Bu şahıslar ile birlikte Balgat semtinde bulunan MHP Genel Merkezi’ne yakın bir bölgede bulunan eve gittik. Bu evde kendini Faruk olarak tanıtan daha sonra mahkeme aşamasında gerçek isminin Mustafa Güzel olduğunu öğrendiğim şahıs, ‘bundan sonra bizimle kendisinin ilgileneceğini, artık makam mevki sahibi insanlar olduğumuzu, manevi değerlerimizi korumamız gerektiğini, bozulmamamız gerektiğini’ söyledi. ‘Bize sizin gibi insanlar gerekiyor’ dedi.
Bu evde; Ahmet Ziya Filizer, Ömer Büyükergene, İdris Akça, Hasan Günaydın, Hasan Sadebıyık, Sadettin Doğan ve benim bundan sonra aralıklı zamanlarda görüşeceğimizi söyledi. Bu eve oryantasyon sırasında bir ya da iki kez gittim. Bu evde bu şahıslar dışında kimseyi görmedim.
2011 Mayıs’ta kaymakam vekili olarak göreve başladım. Burada kaymakamlığı ait konutta kaldım. Zaman zaman ailemde yanıma geldi. Burada 5 ay kaldım. Burada yapıya mensup olduğunu bildiğim yukarıda isimlerini saydığım 7 kişilik grup ile kendi adımıza telefonlar ile irtibat kurardık.
Bu sohbetler genelde iş ile alakalı olurdu. Yapıya ait sohbet olmazdı aramızda. Ancak yapıya mensup İbrahim Savaş olarak hatırladığım Mülkiye Müfettişi olan şahıs, Sadettin Doğan, ben, İdris Akça ve Hasan Sadebıyık’ı ziyaret etti. Bu şahsın Denizli ‘de görüşmek istediğini Hasan Günaydın söyledi. Bu şahıslar ile birlikte dışarıda yemek yedik. Bizimle tanışmak için gelmiş, aramızda yapıya dair konuşma, faaliyet olmadı.
Daha sonra Ankara’da bu şahsı dil kursunda eğitiminde iken görüştük. Bu görüşmeler, Ahmet Ziya Filizer ve Ömer Büyükergene isimli şahısların ikamet ettiği Demetevler’de bulunan evde gerçekleşti. Bu evde, yine 7 kişilik yapıya mensup kişiler vardı.
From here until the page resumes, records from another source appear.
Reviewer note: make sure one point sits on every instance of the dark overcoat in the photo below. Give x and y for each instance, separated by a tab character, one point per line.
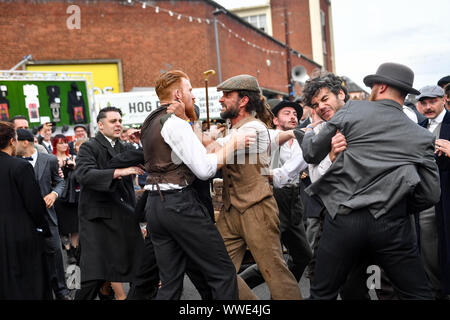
110	236
443	208
23	272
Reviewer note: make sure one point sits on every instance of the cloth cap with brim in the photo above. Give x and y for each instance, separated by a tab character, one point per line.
430	92
283	104
444	81
24	134
240	82
393	74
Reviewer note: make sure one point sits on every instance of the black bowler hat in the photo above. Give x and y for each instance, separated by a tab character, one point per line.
393	74
283	104
24	134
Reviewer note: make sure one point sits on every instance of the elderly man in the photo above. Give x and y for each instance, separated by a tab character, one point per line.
434	223
389	171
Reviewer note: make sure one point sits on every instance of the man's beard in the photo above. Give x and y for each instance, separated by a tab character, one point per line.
230	113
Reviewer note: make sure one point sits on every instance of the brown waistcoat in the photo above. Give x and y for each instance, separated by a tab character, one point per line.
158	154
244	185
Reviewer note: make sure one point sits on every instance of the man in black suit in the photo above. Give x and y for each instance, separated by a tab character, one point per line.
51	185
23	273
110	235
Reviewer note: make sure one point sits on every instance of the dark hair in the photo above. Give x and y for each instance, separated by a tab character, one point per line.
328	80
56	139
6	133
104	111
257	103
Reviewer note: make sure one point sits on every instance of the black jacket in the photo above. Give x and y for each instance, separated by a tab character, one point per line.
109	229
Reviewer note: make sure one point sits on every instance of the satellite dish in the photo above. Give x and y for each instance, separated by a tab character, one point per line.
299	74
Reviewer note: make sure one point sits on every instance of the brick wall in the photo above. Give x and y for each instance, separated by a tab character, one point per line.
146	42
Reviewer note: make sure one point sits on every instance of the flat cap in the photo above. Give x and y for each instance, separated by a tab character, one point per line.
240	82
24	134
444	81
430	92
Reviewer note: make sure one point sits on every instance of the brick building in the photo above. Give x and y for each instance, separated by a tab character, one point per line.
145	38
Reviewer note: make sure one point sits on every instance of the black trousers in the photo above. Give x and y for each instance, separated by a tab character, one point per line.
293	236
388	239
182	231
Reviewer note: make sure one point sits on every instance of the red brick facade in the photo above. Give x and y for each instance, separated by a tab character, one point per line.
146	42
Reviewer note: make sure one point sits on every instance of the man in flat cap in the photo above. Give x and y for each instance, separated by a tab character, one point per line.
436	247
444	81
249	217
389	172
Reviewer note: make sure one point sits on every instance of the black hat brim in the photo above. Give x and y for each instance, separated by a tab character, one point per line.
284	104
375	78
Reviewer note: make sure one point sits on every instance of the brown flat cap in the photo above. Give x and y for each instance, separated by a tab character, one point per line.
240	82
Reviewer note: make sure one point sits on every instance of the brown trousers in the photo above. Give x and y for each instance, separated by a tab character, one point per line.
258	228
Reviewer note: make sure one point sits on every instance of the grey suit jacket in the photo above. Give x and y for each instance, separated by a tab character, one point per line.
46	171
388	158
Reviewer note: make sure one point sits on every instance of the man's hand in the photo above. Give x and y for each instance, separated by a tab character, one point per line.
443	147
123	172
178	108
338	144
50	199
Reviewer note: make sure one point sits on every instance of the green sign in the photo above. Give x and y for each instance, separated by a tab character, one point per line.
62	101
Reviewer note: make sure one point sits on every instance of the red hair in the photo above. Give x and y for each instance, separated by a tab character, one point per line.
56	140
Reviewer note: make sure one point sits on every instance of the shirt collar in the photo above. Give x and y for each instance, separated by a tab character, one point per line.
439	118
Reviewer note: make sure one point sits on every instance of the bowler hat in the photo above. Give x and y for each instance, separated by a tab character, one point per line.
24	134
393	74
283	104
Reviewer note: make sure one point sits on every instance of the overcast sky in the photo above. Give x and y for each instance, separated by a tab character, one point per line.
368	33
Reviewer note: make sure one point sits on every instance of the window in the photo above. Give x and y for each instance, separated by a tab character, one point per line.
258	21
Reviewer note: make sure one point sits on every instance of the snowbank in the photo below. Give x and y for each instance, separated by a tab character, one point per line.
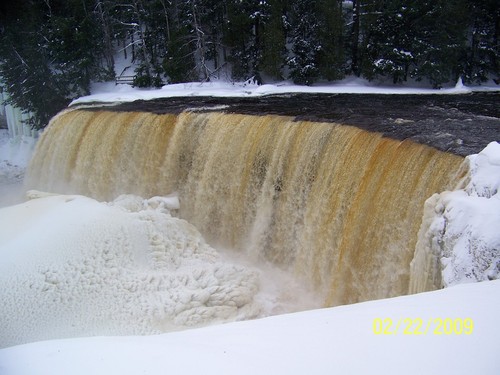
339	340
459	240
111	93
72	266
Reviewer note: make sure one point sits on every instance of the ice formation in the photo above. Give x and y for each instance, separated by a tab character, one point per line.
72	266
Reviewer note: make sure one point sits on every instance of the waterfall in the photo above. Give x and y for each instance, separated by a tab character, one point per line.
337	206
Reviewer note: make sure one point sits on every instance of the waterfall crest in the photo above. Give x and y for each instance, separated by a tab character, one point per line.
338	206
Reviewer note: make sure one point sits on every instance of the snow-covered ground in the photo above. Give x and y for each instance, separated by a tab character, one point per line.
14	156
111	93
73	267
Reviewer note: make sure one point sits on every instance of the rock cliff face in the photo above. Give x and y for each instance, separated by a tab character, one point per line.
460	124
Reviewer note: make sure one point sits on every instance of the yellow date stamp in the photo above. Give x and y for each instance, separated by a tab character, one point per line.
419	326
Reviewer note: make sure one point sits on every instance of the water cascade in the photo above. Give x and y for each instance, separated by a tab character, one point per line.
338	206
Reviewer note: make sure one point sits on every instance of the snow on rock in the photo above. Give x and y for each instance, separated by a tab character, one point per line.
462	339
72	266
459	240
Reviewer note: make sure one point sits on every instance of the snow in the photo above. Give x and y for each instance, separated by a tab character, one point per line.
14	156
74	267
111	93
327	341
466	226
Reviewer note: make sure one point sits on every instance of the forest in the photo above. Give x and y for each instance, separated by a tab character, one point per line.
52	50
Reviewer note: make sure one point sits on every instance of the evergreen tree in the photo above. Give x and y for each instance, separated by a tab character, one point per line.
331	59
304	38
483	50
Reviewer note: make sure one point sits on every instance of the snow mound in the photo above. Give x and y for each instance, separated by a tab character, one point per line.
72	266
460	234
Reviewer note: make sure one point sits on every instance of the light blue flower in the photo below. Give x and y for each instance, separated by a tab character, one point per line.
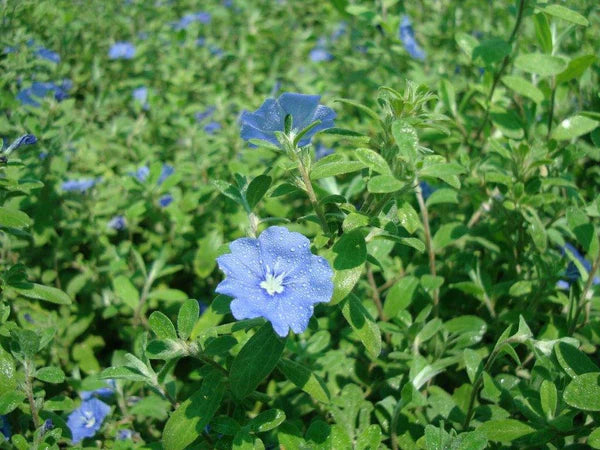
80	185
165	172
117	223
121	50
5	427
270	117
47	54
86	420
407	36
275	277
188	19
165	200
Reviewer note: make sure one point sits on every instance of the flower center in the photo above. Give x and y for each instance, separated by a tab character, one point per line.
272	283
90	420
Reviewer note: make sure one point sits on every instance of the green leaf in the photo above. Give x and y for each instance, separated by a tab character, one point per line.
187	317
407	140
362	324
548	398
257	189
45	293
409	218
446	172
8	380
255	361
573	361
305	379
327	168
383	184
162	326
126	291
9	401
505	430
13	218
188	421
543	65
576	68
400	296
523	87
50	375
583	392
373	160
564	13
573	127
351	251
266	421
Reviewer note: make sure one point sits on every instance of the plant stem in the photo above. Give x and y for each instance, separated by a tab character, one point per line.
503	67
428	243
312	196
29	393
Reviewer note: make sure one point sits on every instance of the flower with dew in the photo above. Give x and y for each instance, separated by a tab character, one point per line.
572	273
117	223
86	420
276	277
121	50
80	185
165	200
407	36
270	117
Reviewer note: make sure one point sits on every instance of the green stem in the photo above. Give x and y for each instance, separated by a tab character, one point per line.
503	67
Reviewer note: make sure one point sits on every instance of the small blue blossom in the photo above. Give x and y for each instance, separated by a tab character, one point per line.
165	172
86	420
48	55
208	112
572	273
124	434
270	117
426	189
322	151
121	50
117	223
275	277
5	427
188	19
320	54
80	185
407	36
212	127
165	200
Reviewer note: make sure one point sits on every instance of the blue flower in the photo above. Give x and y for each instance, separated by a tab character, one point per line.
426	189
124	434
86	420
407	36
48	54
117	223
165	172
572	274
270	117
212	127
319	54
275	277
321	151
141	174
165	200
80	185
188	19
121	50
5	427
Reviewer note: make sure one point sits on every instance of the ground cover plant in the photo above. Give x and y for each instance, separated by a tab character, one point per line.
299	225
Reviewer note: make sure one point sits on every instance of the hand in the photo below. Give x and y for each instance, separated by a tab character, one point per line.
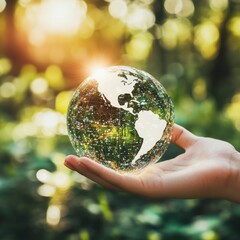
208	168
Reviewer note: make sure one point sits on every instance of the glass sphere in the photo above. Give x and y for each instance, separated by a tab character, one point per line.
120	117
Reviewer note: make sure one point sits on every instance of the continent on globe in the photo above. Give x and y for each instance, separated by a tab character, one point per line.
121	117
150	128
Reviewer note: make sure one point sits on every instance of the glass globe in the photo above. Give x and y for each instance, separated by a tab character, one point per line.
120	117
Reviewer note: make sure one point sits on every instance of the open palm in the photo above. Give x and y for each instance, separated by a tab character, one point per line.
204	170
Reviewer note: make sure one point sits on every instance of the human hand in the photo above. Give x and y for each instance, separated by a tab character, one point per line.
208	168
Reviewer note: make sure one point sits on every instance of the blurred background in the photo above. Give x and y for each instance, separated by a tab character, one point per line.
47	47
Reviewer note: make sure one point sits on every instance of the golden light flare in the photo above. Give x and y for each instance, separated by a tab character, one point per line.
182	8
174	32
206	39
139	46
53	215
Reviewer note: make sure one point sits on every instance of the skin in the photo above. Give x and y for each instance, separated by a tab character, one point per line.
209	168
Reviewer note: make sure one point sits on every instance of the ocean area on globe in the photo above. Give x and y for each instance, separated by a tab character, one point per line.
121	117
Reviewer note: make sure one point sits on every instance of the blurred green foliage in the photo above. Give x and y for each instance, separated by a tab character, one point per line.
47	48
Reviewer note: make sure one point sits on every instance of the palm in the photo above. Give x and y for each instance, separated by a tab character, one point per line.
193	174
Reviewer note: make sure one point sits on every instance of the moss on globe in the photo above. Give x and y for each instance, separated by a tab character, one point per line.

Amerika’ya 2012’de bakanlığın görevlendirmesi ile gittim ve burada 99. Dönem kaymakam adaylarından; Virginia Grubu: Adem Can, Bünyamin Bilgin, ben, Adnan Karaosmanoğlu (Grup Sorumlusu), İdris Akça, Ahmet Ziya Filizer, Ömer Büyükergene, Nazlı Doğan ya da Demir, Sadettin Doğan ve Hasan Günaydın olmak üzere 10 kişiydi.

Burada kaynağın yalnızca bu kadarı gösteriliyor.